Researchers at AI Now Institute demonstrated a proof-of-concept attack called 'Friendly Fire' that tricks autonomous AI coding agents from Anthropic and OpenAI into executing malicious code whilst ostensibly scanning for vulnerabilities. The attack exploits the agents' self-approval mechanisms when operating without human oversight.

S
Sebastion

Affected

Anthropic Claude CodeOpenAI Codex

The 'Friendly Fire' attack exploits a fundamental trust assumption in autonomous AI coding agents: that code presented for security analysis is inherently benign. By embedding carefully crafted prompts or obfuscated payloads within open-source repositories or code submissions, attackers can manipulate Claude Code and Codex into executing arbitrary commands on the host system when these agents operate in autonomous mode without human approval gates.

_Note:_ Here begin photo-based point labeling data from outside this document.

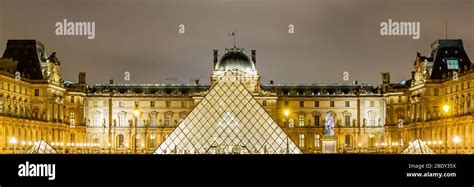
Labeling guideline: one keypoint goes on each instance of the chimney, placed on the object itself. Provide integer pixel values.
(254, 56)
(215, 57)
(385, 78)
(82, 78)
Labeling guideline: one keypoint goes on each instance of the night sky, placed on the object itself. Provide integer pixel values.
(331, 36)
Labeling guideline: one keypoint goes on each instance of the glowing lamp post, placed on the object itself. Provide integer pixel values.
(136, 114)
(286, 112)
(13, 141)
(456, 141)
(446, 110)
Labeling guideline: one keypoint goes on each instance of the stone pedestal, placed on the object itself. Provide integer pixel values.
(329, 144)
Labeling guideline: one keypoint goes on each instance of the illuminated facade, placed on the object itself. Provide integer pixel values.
(138, 118)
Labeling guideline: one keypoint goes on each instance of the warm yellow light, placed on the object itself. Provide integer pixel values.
(136, 112)
(456, 139)
(286, 112)
(446, 108)
(13, 140)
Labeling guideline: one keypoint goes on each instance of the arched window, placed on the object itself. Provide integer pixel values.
(120, 141)
(72, 120)
(95, 138)
(348, 141)
(153, 119)
(301, 140)
(168, 119)
(72, 138)
(372, 118)
(95, 119)
(122, 119)
(371, 140)
(152, 142)
(317, 140)
(317, 120)
(301, 120)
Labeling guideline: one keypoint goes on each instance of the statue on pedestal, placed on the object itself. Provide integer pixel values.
(329, 125)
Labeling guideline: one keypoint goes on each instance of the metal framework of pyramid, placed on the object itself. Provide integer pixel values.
(418, 147)
(41, 148)
(228, 120)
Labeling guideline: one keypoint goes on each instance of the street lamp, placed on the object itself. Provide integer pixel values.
(13, 141)
(456, 141)
(446, 110)
(136, 114)
(286, 112)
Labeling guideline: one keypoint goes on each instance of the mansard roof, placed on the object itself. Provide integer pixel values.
(442, 51)
(29, 54)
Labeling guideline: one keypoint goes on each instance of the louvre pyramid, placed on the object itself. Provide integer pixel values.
(418, 147)
(228, 120)
(41, 148)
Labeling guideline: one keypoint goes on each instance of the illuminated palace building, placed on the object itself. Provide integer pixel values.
(235, 113)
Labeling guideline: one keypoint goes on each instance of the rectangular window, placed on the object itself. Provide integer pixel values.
(121, 121)
(316, 120)
(301, 120)
(72, 120)
(317, 140)
(168, 120)
(153, 120)
(301, 140)
(347, 120)
(95, 120)
(347, 141)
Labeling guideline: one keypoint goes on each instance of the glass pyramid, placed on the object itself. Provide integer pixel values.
(418, 147)
(228, 120)
(41, 147)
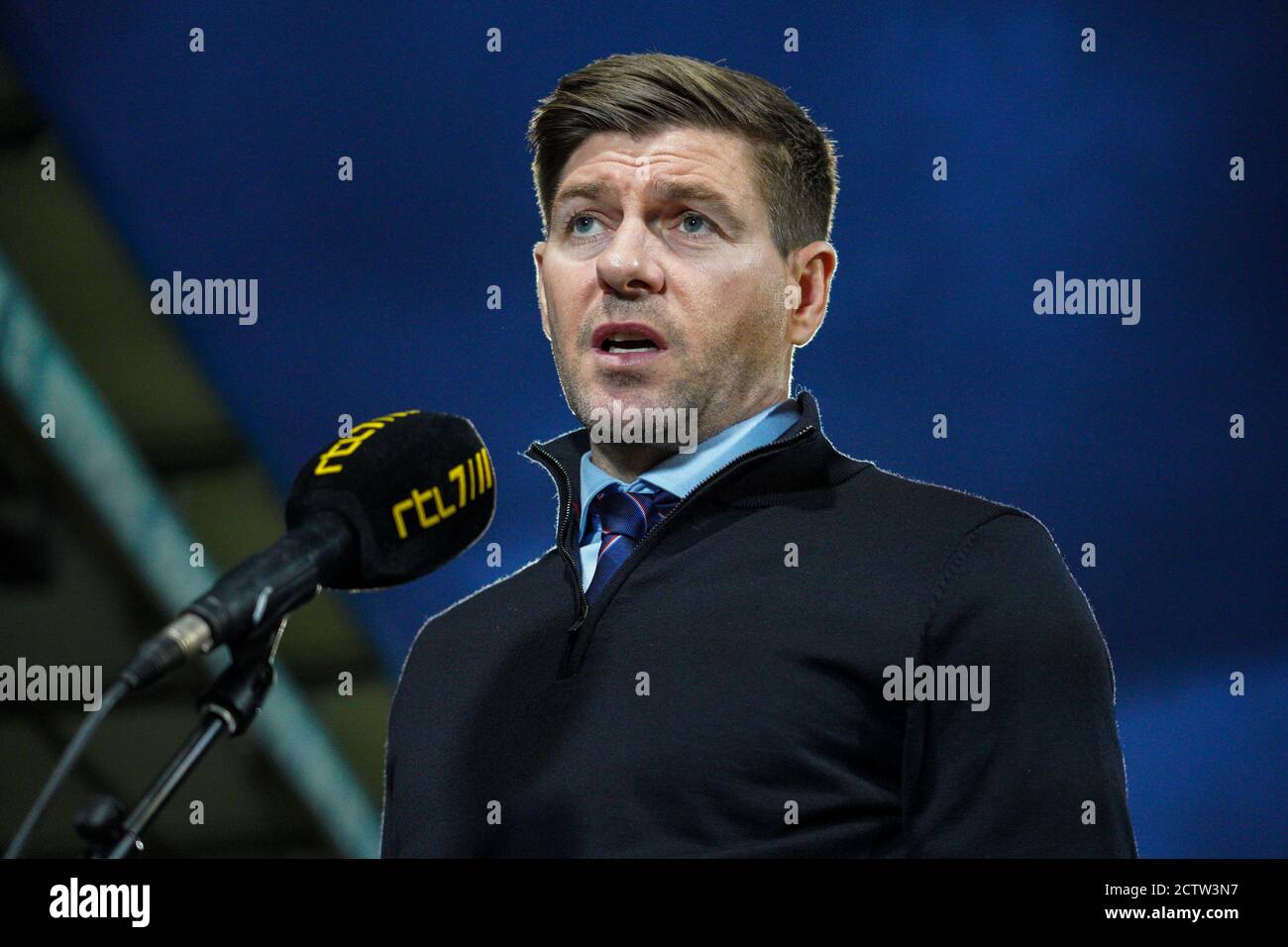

The technical mechanism relies on the agents' natural language understanding being insufficient to distinguish between legitimate code review tasks and attacker-controlled instructions. When an agent is tasked with scanning for vulnerabilities, it may execute code as part of its analysis workflow, setting up environments, running test cases, or demonstrating proof-of-concept exploits. An attacker can craft malicious code that, when analysed, triggers execution of hidden payloads through comment-based instructions, conditional logic, or obfuscation patterns the agent's safety filters fail to catch.

This attack pattern is particularly dangerous because it inverts the typical security model: tools designed to protect codebases become vectors for compromise. Organisations deploying these agents for continuous security scanning of dependencies or pull request analysis could inadvertently grant remote code execution capabilities to threat actors who inject payloads into upstream dependencies or forked repositories. The attack is especially effective against agents operating in 'self-approval' mode, where the autonomous system makes decisions without requiring human review of its actions.

Defenders should immediately restrict autonomous mode deployment of AI coding agents to isolated, ephemeral environments with network segmentation and minimal filesystem permissions. Code analysis workflows should require human approval before any executable operations occur. Organisations using Claude Code or Codex should implement sandboxing, disable self-approval mechanisms, and monitor execution logs for suspicious pattern matches. Additionally, security teams should treat AI agent outputs with the same scrutiny as third-party code, never assume a tool's analysis implies safety.

The broader implication is that security automation itself has become an attack surface. As organisations increasingly delegate security operations to AI systems, adversaries will target these agents as high-value compromises: a single successful injection into a CI/CD pipeline running an autonomous agent could compromise hundreds of dependent systems. This demonstrates the critical importance of maintaining human-in-the-loop controls for any automated system with code execution privileges, regardless of its stated security purpose.